Review for the Reviewers

I just got back from Underworld, and I've got something I'd like to ask the reviewers out there:

Just at what point did going to see a movie lose the magic for you? I'd like to know what event in your life made you mentally and physically unable to sit in a theater for two hours and just attempt to have a good time, without being completely blown away by the film. Did a girlfriend slap you when you tried to make a move for her panties in the back row during Ferris Bueller's Day Off? Maybe your friends laughed at you when you cried at the end of E.T. Or maybe you've had eighteen hundred too many scripts rejected by Hollywood to ever regain any sort of love for the theater-going experience. I feel sorry for your kind.

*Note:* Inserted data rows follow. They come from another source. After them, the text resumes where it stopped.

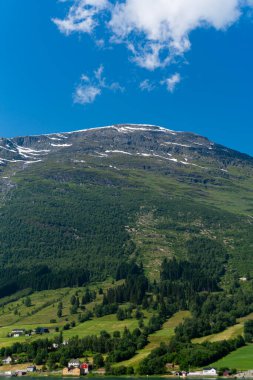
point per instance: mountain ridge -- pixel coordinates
(116, 193)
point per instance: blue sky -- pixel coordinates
(76, 64)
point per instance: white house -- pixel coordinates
(7, 360)
(74, 363)
(31, 368)
(209, 372)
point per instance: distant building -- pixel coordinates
(31, 368)
(76, 368)
(209, 372)
(74, 363)
(17, 332)
(41, 330)
(71, 371)
(84, 368)
(7, 360)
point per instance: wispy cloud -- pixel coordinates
(155, 33)
(90, 87)
(82, 16)
(85, 94)
(147, 85)
(172, 82)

Let me explain. I was a kid once. I know it's hard to believe, but hey, we've all been there. Some of us just seem to remember more of it than others. I remember seeing that big triangle ship float through space shooting at the smaller, more tubular ship, and thought to myself "this has to be one of the greatest experiences of all time." I didn't just mean Star Wars. I meant just getting to go out and see a fun, exciting movie; allowing oneself to get caught up in a great chase scene or feel like you're right there in the heat of a fight. Sometimes seeing a movie is wonderful just because it lets you forget who you are for a couple of hours and live someone else's more exciting life.

At what point did reviewing a movie become a hate-it-or-love-it experience? Where's the levity? Where's the gray area? Did you folks see the same previews I did? I went to go see a movie where vampires shoot at werewolves with guns. Black leather and goth ensue. This isn't rocket science, people. It's a fucking action movie with more style than any of you will ever have in your entire collective lives. Sure, it's thin on plot, and the acting gets a lot bit weak at times. But guys? Action movie. It's certainly not epic. This isn't Shindler's List starring Lestat with American Werewolf in London. If you were expecting more than The Vampire Matrix meets Romeo + Juliet, well, you got what you deserved.

And don't bitch about paying nine bucks to see it, either, because you didn't. You're a reviewer. You're not entitled. Folks, I've got news for you. I've seen much, much worse for a hundred and eighty bucks, and it was called Rent. This is not haute divertissement. It's nickel theater. This is meant to get you out of the house for a couple of hours and tell you a story. It might be a deep story. It might be sad. It might even be epic. But it may just be fun.

Imagine. Letting your hair down. Enjoying yourself at a movie.

Stranger things have happened.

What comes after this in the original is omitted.